He was both loved and loathed during his lifetime, but in the end there was no denying Jose Sulaiman’s place in the history of the punch-for-pay business.
Sulaiman, the president, seemingly for life, of the World Boxing Council (WBC), passed away recently at age 82. He had been hospitalized since October with a heart condition and his passing was more or less expected. Still, nobody believed he was gone until his son Mauricio confirmed his demise.
Sulaiman seemed destined to rule the WBC for eons. He joined the then five-year-old WBC in 1968 and was elected president of the boxing organization in December 1975, a post he held until his death. Before ruling the WBC with an iron glove, Sulaiman spent his early years in the sport, albeit in different capacities. Born in Mexico in 1931, Sulaiman briefly boxed as an amateur before earning his keep as a promoter, referee and judge.
It was as president of the WBC that Sulaiman carved a permanent (although not entirely positive) niche in boxing. It was under his tenure that championship fights were reduced from 15 to 12 rounds. Sulaiman pushed for the reform in 1983, following the tragic death of Korean Deuk Koo Kim in the hands of then World Boxing Association (WBA) lightweight champ Ray “Boom Boom” Mancini. Amid the absence of medical studies to justify the reduction of the rounds, and reports that television networks were the ones who really wanted the title fights reduced to accommodate more advertisements, Sulaiman successfully rallied fellow boxing officials to shorten the duration of each title bout. The other sanctioning bodies (WBA, IBF, and WBO) eventually followed Sulaiman’s lead.

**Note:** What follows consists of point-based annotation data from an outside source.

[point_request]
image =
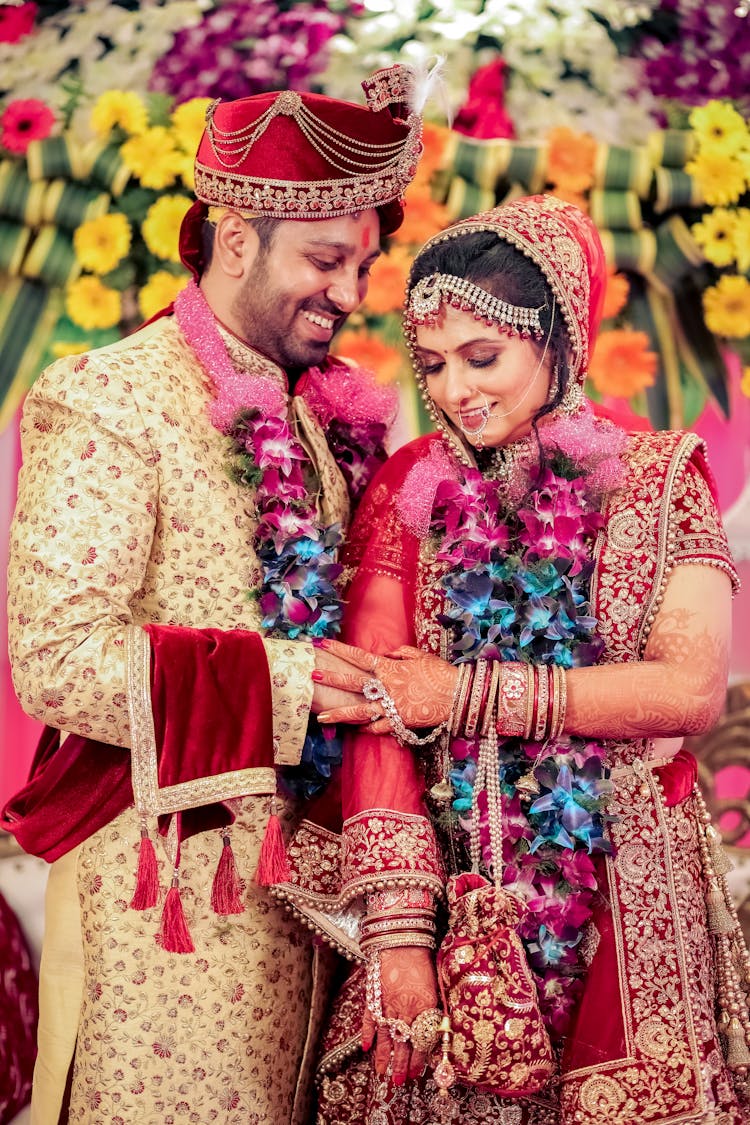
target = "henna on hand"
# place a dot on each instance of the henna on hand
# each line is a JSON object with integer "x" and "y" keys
{"x": 409, "y": 986}
{"x": 678, "y": 689}
{"x": 421, "y": 684}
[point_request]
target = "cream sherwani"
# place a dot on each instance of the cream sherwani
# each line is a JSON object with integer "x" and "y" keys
{"x": 126, "y": 515}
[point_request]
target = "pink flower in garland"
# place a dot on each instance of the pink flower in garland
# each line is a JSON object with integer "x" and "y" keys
{"x": 16, "y": 20}
{"x": 558, "y": 520}
{"x": 24, "y": 120}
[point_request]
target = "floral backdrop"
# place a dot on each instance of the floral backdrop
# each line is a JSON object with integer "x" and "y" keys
{"x": 635, "y": 110}
{"x": 638, "y": 111}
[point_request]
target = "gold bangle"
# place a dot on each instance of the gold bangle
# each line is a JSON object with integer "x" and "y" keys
{"x": 531, "y": 674}
{"x": 554, "y": 701}
{"x": 397, "y": 941}
{"x": 460, "y": 695}
{"x": 562, "y": 703}
{"x": 512, "y": 701}
{"x": 475, "y": 701}
{"x": 490, "y": 704}
{"x": 542, "y": 702}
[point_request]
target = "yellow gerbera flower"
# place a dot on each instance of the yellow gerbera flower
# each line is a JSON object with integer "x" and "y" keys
{"x": 161, "y": 226}
{"x": 726, "y": 306}
{"x": 153, "y": 158}
{"x": 92, "y": 305}
{"x": 720, "y": 177}
{"x": 102, "y": 242}
{"x": 159, "y": 291}
{"x": 119, "y": 108}
{"x": 715, "y": 235}
{"x": 741, "y": 233}
{"x": 717, "y": 125}
{"x": 188, "y": 122}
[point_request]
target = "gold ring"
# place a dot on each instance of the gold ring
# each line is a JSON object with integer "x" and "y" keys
{"x": 425, "y": 1029}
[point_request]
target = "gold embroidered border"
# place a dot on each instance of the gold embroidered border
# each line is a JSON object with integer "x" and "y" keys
{"x": 313, "y": 892}
{"x": 150, "y": 799}
{"x": 385, "y": 848}
{"x": 660, "y": 1077}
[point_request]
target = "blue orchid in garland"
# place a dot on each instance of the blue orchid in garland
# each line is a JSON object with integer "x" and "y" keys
{"x": 298, "y": 595}
{"x": 517, "y": 587}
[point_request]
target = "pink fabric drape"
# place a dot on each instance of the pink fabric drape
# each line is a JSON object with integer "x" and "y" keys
{"x": 18, "y": 734}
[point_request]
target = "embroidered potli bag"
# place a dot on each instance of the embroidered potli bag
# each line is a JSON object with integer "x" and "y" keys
{"x": 497, "y": 1038}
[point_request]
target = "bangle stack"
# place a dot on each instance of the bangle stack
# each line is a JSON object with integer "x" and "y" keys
{"x": 524, "y": 701}
{"x": 398, "y": 918}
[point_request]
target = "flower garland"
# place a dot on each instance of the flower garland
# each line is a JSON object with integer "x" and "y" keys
{"x": 517, "y": 588}
{"x": 297, "y": 594}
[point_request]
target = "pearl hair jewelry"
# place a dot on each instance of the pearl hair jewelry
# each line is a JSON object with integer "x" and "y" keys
{"x": 428, "y": 294}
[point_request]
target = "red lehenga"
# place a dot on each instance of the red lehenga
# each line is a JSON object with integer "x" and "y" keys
{"x": 643, "y": 1044}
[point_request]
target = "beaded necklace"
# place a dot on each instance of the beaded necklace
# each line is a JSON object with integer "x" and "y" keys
{"x": 516, "y": 587}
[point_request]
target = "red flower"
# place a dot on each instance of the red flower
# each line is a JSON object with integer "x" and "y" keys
{"x": 24, "y": 120}
{"x": 16, "y": 20}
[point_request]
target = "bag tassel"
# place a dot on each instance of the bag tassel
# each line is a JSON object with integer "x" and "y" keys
{"x": 145, "y": 894}
{"x": 272, "y": 863}
{"x": 173, "y": 933}
{"x": 226, "y": 892}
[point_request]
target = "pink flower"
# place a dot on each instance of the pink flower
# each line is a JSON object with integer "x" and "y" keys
{"x": 482, "y": 115}
{"x": 24, "y": 120}
{"x": 16, "y": 20}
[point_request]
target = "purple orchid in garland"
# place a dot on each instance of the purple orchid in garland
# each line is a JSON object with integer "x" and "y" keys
{"x": 517, "y": 587}
{"x": 298, "y": 595}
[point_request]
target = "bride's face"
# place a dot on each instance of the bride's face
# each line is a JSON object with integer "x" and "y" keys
{"x": 471, "y": 369}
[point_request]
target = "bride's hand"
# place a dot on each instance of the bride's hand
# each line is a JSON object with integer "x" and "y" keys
{"x": 408, "y": 986}
{"x": 421, "y": 684}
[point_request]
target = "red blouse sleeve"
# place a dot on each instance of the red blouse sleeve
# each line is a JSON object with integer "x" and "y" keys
{"x": 387, "y": 831}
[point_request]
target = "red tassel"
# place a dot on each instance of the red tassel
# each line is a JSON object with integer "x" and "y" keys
{"x": 272, "y": 864}
{"x": 146, "y": 882}
{"x": 173, "y": 934}
{"x": 226, "y": 892}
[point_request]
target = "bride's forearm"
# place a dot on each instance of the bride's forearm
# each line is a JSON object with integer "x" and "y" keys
{"x": 678, "y": 690}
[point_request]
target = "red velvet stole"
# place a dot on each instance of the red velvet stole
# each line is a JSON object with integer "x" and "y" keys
{"x": 211, "y": 709}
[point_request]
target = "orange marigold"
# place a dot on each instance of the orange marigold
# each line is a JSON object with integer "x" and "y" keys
{"x": 570, "y": 159}
{"x": 570, "y": 197}
{"x": 422, "y": 216}
{"x": 622, "y": 363}
{"x": 369, "y": 351}
{"x": 388, "y": 281}
{"x": 615, "y": 295}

It was also Sulaiman who orchestrated the change of the schedule of the weigh-in for the boxers, a switch that was medically supported. In the past, boxers tipped the scales in the morning of the fight and those who encountered weight problems often showed up dehydrated on the evening of the fight. Sulaiman moved for the holding of the weigh-in a day before the fight to give the boxers 24 hours to rehydrate.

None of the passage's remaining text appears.